夜噺骨董談義

収集品、自分で作ったもの、見せていただいた品々などを題材に感想談など

葡萄図 双幅 天龍道人筆 92歳

2019-12-12 00:01:00 | 掛け軸
本日紹介する作品は天龍道人の枯淡の域と評される最晩年の作で、その中でも作品数の少ない92歳の時に描いた葡萄図です。

葡萄図 双幅 天龍道人筆 92歳
紙本水墨軸装 まくり状態で入手 軸先木製 誂箱
全体サイズ:縦*横 画サイズ:縦960*横287



佐賀県立博物館の所蔵されている「葡萄図」には「鵞湖折脚仙九十一歳天龍道人王瑾」の署名があり、最晩年の91歳の作品と判明している作品です。晩年に脚を折って不自由になってから「折脚仙人」という号を用いています。




「一顯又□□□□ 旦一房一□年培 □□□食□□香 鵞湖折脚仙九十二歳 天龍道人筆」
押印



「自画自題□ □□上工本是□ □□□自寫清風 折脚道人九十二歳 王墐寫」 押印

いずれも「折脚仙人」という号を用いています。




当方の所蔵作品で本ブログに紹介されている「松竹梅図 天龍道人筆 92歳」に押印されている「天龍」、「王墐」(白文朱印)と同一の累印の印章が押印されています。



なお「葡図画賛 91歳」に押印されている「三国一家」と同一印の朱文白方印は下の写真中央のように逆さに押印されています。間違って逆さに押印したのでしょう。滅多にないことですがあり得ることです。

回転された写真が右です。このような間違いは印章を見慣れていないと気が付かない事象かもしれませんね。



天龍道人の60前後の作から90歳を超えるまでの作品、この間にみずみずしい葡萄図から枯淡の域の葡萄図に移行しています。



天龍道人の葡萄図はおそらく双幅や三幅対の作品でないと物足りないでしょう。読者の皆さんも試しに天龍道人のひと作品飾ってみたらいかがでしょうか?



天龍道人の作品を単幅の作品を最初に入手してから、このように数多くの蒐集に発展してくるとは当方でも予測できませんでした。

さて本作品は「まくり」の状態での入手。入手価格は1300円 表具代金のほうがはるかに高い



「折脚仙人」という号という号の落款は晩年にしかなく「珍しい」からとはいえ双幅に表具して箱を誂えると結構な出費になります。

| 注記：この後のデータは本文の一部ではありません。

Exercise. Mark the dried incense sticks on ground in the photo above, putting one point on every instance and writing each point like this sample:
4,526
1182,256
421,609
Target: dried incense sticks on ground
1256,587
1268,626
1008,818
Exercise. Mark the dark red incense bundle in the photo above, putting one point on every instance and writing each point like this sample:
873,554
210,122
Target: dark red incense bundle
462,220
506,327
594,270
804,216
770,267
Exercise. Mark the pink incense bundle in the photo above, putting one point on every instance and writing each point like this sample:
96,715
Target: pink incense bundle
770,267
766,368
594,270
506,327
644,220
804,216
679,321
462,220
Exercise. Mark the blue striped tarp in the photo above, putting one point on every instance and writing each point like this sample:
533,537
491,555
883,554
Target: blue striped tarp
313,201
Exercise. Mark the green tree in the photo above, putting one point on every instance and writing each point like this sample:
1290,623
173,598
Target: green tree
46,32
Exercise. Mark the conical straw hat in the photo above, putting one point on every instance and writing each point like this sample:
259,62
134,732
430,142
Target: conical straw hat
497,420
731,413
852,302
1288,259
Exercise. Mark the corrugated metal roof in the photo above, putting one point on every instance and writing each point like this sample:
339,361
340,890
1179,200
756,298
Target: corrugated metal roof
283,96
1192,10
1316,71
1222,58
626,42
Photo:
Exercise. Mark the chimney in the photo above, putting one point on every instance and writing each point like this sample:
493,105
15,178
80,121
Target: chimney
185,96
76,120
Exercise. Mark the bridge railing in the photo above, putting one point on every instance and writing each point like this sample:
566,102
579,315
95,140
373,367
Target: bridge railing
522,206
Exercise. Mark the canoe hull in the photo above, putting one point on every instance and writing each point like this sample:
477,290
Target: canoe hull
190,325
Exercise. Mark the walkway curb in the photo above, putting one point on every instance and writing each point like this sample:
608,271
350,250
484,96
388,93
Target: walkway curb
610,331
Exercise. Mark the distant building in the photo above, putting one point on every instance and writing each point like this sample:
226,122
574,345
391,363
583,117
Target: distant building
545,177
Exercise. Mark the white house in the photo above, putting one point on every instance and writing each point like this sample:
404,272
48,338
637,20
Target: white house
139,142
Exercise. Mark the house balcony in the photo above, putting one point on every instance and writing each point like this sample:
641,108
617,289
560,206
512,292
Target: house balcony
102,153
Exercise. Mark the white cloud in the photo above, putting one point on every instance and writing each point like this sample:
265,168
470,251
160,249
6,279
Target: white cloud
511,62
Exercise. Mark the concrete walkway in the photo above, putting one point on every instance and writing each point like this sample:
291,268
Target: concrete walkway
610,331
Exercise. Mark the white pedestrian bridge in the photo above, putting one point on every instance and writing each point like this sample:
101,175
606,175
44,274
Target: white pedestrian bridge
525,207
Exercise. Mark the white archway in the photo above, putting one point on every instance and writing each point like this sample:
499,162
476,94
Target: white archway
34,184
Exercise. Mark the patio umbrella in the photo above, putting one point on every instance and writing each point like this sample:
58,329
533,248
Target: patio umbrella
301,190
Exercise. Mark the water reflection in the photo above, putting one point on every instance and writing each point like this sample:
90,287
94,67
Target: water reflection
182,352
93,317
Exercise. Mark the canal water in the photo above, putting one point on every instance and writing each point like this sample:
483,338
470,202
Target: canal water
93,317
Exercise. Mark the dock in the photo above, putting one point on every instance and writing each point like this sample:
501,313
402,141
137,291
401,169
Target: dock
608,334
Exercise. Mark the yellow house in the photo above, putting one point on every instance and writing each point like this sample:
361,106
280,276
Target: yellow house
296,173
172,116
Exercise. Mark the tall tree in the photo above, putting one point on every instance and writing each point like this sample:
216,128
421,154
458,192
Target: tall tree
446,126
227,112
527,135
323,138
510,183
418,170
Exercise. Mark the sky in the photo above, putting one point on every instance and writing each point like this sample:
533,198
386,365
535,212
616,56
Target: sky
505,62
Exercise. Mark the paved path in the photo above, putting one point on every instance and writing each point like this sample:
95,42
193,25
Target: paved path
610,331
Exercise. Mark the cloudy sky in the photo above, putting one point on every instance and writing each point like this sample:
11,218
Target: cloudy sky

ところでそもそもこれは双幅? 右幅はどっち?? 二作品を同時に入手したのですが・・・・ 

おそらく屏風か襖絵の外しの作品だろうかと推測されます。その時に状態のいいものだけを遺したか・・・

各々単独で表具するか、双幅とするか・・・、やはり双幅仕立てにするのがいいのだろうと考えは逡巡しています。